The reviews reflect that the contributions of this paper are of sufficient interest and significance. The provided reviews are thorough, and the authors succeeded to improve their paper during the rebuttal and discussion with the reviewers. Accordingly, Reviewers S7kS and tBnp increased their review scores. It is worth to elaborate here on the following points that appeared in the Authors-Reviewers discussion and later in the AC-Reviewers discussion:

Actionable insights and guidelines: This paper adds to the foundational understanding of the deep learning practice. Therefore, the understanding gained from this paper can help experts in machine learning and optimization to further improve the practical guidelines related to weight decay. In addition, the authors' results add to the existing literature by further emphasizing the role of the product of the weight decay and learning rate hyperparameters, which is relevant for tuning these hyperparameters in practice. Following my discussion with the reviewers, I believe that these contributions are of sufficient interest for publication.

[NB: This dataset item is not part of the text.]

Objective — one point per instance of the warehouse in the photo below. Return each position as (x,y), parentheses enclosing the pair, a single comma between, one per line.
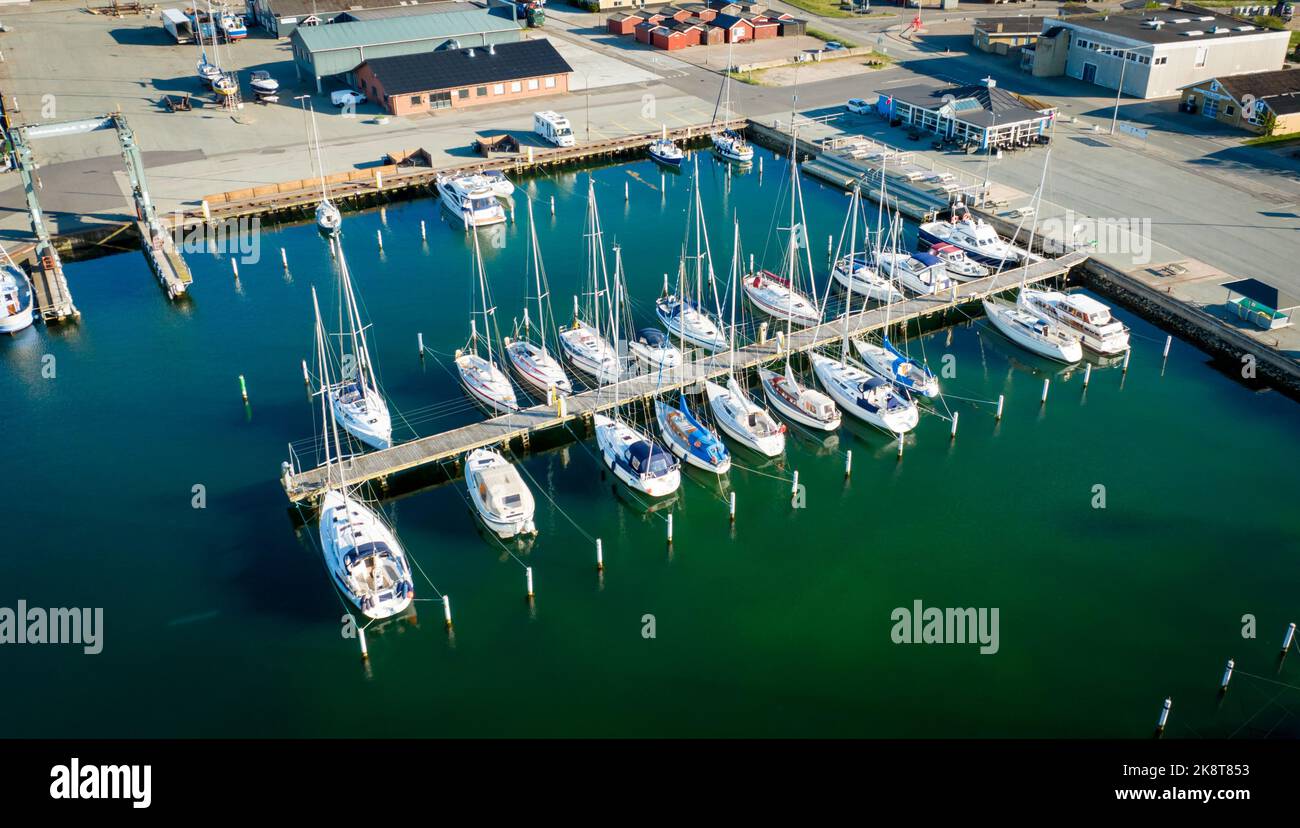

Assumptions and approximations: While the reviews considered some of the mathematical approximations as potential weaknesses of this work, the authors emphasize in their rebuttal and discussion that the approximations need to hold only in the stabilization phase and not throughout the entire SGD optimization trajectory. This seems adequate, considering that this paper does not intend to provide a rigorous theory but to empirically explain the practice.

Based on reading the paper, the reviews, the authors’ rebuttal and their discussion with the reviewers, as well as my discussion with the reviewers, I find this paper of sufficient quality and significance for publication. My recommendation is therefore to accept this paper.